En 2020, lors du premier confinement, nous avons eu l'occasion de diffuser gratuitement nos messages sur les chaînes des groupes France Télévisions, TF1 et Canal+. J'ai expliqué l'an passé, au cours d'une précédente audition devant le Sénat, combien ces moyens d'expression nous sont précieux dans l'exercice de notre mission de sensibilisation du public.

Le GIP regroupe une cinquantaine de membres. Sa forme juridique lui confère la possibilité d'un relais efficace de ses alertes dans leurs réseaux d'adhérents respectifs, notamment ceux de l'ANSSI, du ministère de la Justice et du mouvement des entreprises de France (MEDEF). Avec ce dernier, nous réfléchissons au moyen de diffuser nos alertes et messages par l'intermédiaire de la confédération des petites et moyennes entreprises (CPME), peut-être à raison d'une à deux fois par an, avec la production d'un contenu spécifique. Nous toucherions alors 80 % des PME françaises.

Dans sa lutte contre l'espionnage envers les PME, le ministère des Armées nous a rejoints en fin d'année 2020. La direction du renseignement et de la sécurité de la défense (DRSD) le représente au sein du GIP. Elle-même s'est engagée dans un important travail de sensibilisation à l'égard des acteurs de l'industrie des technologies de la défense.

Enfin, la troisième mission du GIP concerne la mise en place d'un observatoire de la menace. De fait, il reste encore difficile d'obtenir des données chiffrées précises de l'étendue de cette menace. Pour l'heure, les nôtres émanent des consultations que nous enregistrons en ligne. Elles étaient au nombre de 200 000 en 2020. En 2021, nous en dénombrons déjà 650 000 pour l'ensemble des articles que nous avons publiés.

Si, depuis la création du GIP, la priorité a porté sur ses deux premières missions, l'assistance après incident et la sensibilisation, nous n'en avons pas moins attentivement observé l'évolution de la menace.

L'un de nos premiers articles, publié le 16 mars 2020 et que nos membres ont largement relayé, traitait de la situation à l'étranger. L'Italie, en particulier, connaissait avant d'autres les effets de la crise sanitaire dans le domaine numérique. Dès cette date, nous mettions en garde contre des risques accrus d'hameçonnage ou de faux supports informatiques dans une situation de confinement. Nous nous fondions sur l'exemple de l'incendie de la cathédrale Notre-Dame de Paris, survenu un an plus tôt. De faux sites en ligne de collecte de dons étaient alors presque aussitôt apparus.

Nous intégrerons notre observatoire de la menace au Campus Cyber. Celui-ci semble une excellente initiative.
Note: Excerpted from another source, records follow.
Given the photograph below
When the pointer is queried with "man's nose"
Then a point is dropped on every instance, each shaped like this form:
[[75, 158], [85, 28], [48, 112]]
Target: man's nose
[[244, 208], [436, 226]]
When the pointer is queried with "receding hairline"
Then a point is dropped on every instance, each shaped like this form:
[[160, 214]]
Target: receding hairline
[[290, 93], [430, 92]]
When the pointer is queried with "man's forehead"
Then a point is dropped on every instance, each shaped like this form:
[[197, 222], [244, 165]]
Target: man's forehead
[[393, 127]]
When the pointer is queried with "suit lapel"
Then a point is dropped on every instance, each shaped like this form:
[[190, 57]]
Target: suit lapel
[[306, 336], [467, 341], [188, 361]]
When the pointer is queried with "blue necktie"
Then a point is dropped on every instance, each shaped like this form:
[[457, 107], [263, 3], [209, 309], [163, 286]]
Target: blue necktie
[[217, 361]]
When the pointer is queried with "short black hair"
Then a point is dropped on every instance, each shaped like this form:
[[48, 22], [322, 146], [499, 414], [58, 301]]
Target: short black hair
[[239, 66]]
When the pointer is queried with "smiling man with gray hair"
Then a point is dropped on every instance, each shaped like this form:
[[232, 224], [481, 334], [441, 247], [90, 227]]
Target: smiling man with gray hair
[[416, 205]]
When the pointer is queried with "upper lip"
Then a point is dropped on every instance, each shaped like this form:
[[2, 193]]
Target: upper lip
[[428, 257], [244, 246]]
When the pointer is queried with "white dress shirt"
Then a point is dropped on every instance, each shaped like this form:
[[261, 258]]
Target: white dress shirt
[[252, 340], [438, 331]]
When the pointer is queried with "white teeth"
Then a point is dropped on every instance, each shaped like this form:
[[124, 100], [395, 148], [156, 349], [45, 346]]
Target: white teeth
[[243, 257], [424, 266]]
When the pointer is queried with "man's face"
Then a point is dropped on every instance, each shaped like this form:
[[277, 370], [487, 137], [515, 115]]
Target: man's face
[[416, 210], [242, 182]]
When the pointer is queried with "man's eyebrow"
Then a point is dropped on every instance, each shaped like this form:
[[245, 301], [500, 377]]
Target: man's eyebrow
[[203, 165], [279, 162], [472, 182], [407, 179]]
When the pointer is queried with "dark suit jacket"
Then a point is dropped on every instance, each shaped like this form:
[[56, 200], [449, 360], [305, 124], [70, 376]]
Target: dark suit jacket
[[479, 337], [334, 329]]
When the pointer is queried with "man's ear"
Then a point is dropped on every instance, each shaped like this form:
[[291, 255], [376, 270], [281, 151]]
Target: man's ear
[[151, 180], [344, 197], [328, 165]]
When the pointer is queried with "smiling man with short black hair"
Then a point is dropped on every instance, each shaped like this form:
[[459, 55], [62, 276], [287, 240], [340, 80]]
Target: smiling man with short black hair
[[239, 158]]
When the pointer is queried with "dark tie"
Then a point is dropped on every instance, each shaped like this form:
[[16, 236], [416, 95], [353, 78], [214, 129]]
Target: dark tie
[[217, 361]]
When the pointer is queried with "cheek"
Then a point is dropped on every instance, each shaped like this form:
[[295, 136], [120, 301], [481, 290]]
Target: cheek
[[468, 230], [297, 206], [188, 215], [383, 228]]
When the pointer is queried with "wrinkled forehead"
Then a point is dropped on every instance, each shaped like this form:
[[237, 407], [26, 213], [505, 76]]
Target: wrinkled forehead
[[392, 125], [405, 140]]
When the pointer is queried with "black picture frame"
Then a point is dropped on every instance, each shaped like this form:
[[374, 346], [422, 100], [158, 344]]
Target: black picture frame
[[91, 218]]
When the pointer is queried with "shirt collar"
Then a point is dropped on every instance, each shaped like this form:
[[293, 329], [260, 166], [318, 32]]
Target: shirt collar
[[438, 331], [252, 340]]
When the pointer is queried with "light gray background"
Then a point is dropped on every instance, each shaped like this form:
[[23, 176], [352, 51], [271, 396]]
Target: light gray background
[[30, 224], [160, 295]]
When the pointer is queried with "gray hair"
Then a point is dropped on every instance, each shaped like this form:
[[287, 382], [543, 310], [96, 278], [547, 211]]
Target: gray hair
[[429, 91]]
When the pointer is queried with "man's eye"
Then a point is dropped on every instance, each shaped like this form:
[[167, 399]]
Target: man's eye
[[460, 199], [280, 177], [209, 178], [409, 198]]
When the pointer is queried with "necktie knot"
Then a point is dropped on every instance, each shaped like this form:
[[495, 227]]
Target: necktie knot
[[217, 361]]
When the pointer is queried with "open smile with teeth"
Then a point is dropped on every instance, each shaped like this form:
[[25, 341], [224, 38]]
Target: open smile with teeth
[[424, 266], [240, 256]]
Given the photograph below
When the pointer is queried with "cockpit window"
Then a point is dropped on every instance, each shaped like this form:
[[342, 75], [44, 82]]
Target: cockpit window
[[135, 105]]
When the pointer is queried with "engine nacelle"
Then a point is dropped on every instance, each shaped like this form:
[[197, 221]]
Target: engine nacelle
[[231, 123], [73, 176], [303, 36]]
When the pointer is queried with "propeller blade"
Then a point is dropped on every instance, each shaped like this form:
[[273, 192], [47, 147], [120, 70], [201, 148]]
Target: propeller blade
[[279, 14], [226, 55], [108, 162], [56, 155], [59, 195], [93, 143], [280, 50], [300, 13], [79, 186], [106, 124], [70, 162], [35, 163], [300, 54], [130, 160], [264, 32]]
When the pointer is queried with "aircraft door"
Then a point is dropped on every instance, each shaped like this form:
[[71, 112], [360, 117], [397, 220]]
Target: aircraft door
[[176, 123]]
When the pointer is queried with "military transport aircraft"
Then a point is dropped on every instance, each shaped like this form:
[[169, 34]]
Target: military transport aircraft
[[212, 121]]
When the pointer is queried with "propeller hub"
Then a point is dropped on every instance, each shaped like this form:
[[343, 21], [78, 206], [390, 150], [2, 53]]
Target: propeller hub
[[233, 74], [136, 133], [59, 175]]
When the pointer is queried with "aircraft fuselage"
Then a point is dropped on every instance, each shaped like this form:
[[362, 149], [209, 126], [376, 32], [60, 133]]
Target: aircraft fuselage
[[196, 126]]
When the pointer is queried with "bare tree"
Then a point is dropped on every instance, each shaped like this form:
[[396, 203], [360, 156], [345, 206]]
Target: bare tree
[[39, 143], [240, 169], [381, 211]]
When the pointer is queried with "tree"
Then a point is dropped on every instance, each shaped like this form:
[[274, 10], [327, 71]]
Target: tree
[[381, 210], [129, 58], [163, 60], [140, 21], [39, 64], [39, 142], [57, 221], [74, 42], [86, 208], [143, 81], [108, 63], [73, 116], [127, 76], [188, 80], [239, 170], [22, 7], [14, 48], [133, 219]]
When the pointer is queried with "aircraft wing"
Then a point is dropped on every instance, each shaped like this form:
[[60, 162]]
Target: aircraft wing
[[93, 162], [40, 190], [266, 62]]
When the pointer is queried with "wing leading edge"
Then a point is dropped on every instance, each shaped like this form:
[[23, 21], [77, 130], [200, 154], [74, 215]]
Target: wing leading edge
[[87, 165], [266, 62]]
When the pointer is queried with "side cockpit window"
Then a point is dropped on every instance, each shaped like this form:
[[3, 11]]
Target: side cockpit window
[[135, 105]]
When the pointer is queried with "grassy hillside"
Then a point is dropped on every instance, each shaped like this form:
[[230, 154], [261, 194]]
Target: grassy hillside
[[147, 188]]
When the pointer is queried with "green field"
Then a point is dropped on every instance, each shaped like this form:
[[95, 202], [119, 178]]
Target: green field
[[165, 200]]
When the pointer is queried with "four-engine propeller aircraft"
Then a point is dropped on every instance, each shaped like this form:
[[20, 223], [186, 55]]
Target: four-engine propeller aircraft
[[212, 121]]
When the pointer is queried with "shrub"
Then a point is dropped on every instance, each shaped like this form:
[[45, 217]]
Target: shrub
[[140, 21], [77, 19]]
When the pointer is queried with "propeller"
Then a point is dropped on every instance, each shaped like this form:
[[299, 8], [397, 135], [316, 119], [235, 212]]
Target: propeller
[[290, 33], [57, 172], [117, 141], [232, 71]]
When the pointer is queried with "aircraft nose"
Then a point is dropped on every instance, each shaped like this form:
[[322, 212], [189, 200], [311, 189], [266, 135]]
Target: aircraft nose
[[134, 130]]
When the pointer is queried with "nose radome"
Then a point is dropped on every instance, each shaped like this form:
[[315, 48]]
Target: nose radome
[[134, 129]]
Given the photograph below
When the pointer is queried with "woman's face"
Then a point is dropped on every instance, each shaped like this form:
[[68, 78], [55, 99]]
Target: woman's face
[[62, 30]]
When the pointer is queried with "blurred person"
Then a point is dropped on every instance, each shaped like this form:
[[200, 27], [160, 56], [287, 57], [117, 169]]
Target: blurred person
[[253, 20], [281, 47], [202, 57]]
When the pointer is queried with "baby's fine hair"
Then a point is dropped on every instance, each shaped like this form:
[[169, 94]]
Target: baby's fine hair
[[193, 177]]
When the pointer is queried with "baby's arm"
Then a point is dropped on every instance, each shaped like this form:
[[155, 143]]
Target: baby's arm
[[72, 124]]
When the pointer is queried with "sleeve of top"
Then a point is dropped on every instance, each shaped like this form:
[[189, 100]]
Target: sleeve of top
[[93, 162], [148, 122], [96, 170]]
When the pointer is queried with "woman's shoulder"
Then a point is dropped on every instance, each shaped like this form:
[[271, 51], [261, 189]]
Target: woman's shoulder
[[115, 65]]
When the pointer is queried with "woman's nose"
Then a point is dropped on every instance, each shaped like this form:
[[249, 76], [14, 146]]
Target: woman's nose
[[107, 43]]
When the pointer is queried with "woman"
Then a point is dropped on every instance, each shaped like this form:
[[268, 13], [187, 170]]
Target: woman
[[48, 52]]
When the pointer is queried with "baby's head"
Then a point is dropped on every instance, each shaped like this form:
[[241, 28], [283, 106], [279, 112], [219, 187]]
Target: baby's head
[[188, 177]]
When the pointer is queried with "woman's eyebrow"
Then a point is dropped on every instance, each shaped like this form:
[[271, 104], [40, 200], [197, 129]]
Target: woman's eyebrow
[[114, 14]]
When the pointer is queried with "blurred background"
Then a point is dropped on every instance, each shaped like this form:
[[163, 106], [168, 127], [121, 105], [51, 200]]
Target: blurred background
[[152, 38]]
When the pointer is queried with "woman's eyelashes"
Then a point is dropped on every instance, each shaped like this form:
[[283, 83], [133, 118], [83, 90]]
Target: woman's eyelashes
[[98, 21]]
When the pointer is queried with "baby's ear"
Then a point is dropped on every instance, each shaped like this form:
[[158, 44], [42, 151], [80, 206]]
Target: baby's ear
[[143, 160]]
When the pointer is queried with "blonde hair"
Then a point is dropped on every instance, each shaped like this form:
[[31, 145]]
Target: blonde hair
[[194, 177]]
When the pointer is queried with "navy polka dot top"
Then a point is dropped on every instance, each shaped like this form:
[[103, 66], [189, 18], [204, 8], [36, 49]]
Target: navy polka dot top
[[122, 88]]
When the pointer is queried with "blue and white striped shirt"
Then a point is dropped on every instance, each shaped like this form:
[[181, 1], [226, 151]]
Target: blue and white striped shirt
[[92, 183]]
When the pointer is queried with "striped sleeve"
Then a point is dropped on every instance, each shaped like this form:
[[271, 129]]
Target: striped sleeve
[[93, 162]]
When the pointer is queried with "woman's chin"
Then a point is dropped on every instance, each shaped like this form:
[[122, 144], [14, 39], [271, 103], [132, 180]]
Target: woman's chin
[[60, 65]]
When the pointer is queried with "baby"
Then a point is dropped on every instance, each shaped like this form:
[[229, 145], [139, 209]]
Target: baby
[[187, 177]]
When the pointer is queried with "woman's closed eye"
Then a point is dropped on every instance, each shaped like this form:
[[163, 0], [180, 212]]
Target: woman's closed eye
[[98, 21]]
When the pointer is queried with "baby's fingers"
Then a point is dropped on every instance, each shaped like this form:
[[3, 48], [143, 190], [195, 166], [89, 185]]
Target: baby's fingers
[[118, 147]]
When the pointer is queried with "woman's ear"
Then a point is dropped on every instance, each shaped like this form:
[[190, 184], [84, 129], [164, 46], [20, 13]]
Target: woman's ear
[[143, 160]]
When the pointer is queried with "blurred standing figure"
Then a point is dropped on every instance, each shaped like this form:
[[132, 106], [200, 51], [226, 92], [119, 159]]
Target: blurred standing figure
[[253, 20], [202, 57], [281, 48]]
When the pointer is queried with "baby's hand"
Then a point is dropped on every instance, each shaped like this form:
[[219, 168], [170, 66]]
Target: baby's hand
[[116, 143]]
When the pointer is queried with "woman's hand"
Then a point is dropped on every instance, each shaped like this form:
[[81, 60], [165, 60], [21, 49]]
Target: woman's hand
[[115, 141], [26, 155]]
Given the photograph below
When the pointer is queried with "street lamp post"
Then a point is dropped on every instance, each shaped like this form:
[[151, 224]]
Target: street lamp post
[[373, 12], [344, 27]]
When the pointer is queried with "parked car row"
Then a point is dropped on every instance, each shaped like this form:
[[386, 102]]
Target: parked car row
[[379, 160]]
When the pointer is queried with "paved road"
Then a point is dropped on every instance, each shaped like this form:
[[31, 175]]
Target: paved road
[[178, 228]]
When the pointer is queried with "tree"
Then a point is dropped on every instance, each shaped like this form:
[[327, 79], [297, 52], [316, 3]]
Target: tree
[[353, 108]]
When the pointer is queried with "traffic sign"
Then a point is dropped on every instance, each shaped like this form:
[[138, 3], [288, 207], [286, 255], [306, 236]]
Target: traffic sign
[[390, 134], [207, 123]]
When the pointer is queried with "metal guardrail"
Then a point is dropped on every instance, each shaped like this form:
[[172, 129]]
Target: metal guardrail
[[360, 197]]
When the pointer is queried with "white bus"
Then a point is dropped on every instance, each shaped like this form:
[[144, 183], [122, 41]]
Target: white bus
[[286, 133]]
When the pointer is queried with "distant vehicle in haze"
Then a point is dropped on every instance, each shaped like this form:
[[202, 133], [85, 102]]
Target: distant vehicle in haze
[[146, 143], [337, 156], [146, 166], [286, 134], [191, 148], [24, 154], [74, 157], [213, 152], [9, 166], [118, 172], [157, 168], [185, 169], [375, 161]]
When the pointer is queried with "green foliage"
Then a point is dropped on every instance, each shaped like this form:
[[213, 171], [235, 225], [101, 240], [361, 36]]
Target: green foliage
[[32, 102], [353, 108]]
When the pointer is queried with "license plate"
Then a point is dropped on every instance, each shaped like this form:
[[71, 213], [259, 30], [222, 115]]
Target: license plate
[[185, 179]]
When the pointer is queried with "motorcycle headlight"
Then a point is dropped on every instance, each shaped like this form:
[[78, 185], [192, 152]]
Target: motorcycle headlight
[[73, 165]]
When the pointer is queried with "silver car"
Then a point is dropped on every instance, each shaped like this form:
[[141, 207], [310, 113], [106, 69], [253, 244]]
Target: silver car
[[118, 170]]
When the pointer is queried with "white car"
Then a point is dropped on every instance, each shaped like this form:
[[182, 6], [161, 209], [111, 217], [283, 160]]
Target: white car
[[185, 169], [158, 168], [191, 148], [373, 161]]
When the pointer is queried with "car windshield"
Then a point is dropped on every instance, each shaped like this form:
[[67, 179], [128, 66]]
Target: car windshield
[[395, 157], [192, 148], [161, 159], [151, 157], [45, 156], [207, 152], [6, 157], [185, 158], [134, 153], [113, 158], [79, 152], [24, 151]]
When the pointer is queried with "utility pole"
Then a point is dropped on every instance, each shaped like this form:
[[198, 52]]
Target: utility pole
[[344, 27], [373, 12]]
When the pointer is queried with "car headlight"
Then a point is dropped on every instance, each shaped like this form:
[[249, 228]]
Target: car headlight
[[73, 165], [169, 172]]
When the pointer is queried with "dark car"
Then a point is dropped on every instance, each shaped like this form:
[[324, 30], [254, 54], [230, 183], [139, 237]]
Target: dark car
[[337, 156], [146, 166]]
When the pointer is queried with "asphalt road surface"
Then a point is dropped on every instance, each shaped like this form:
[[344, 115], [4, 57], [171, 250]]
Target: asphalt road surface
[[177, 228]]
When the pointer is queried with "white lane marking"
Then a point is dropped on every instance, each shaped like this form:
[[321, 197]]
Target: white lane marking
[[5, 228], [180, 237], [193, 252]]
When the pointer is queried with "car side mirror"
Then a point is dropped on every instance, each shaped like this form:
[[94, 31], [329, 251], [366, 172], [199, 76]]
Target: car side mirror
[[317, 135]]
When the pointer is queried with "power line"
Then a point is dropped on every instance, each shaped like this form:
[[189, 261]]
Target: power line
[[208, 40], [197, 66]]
Il réunira sur un même site acteurs publics et privés de toute taille, industriels, institutionnels et monde de la recherche. Avec l'observatoire, nous entendons obtenir des mesures plus exhaustives, précises et neutres que celles que les éditeurs de sécurité proposent aujourd'hui.

Mme Johanna Brousse, vice-procureur, chef de la section J3, lutte contre la cybercriminalité, au tribunal judiciaire de Paris. - Nous partageons évidemment le constat de la gravité de la situation. Nous le partageons pour plusieurs raisons.

La menace croît considérablement. En 2020, la section J3 recevait 397 saisines. Leur nombre augmentait de 540 %. En 2021, le même constat se dessine. Nous atteindrons vraisemblablement le doublement du nombre de nos saisines par rapport à 2020.

L'évolution du choix des cibles ne laisse pas non plus de nous alarmer. La multiplication de cyberattaques au préjudice d'établissements hospitaliers a ainsi marqué le début de l'année 2021. Ces attaques visent toujours davantage les institutions et collectivités publiques indispensables à la vie de la Nation.

Les attaques se révèlent également de plus en plus virulentes. Là où, par le passé, les malfaiteurs se contentaient d'accompagner un rançongiciel du chiffrement du système informatique pris pour cible, ils n'hésitent désormais plus à s'accaparer les données, en menaçant de les publier en cas de non-paiement de la rançon exigée. Vous imaginez aisément ce que représente pour une entreprise la divulgation de ses secrets de fabrication.

Le ministère de la Justice et le Parquet de Paris ont entrepris de réagir.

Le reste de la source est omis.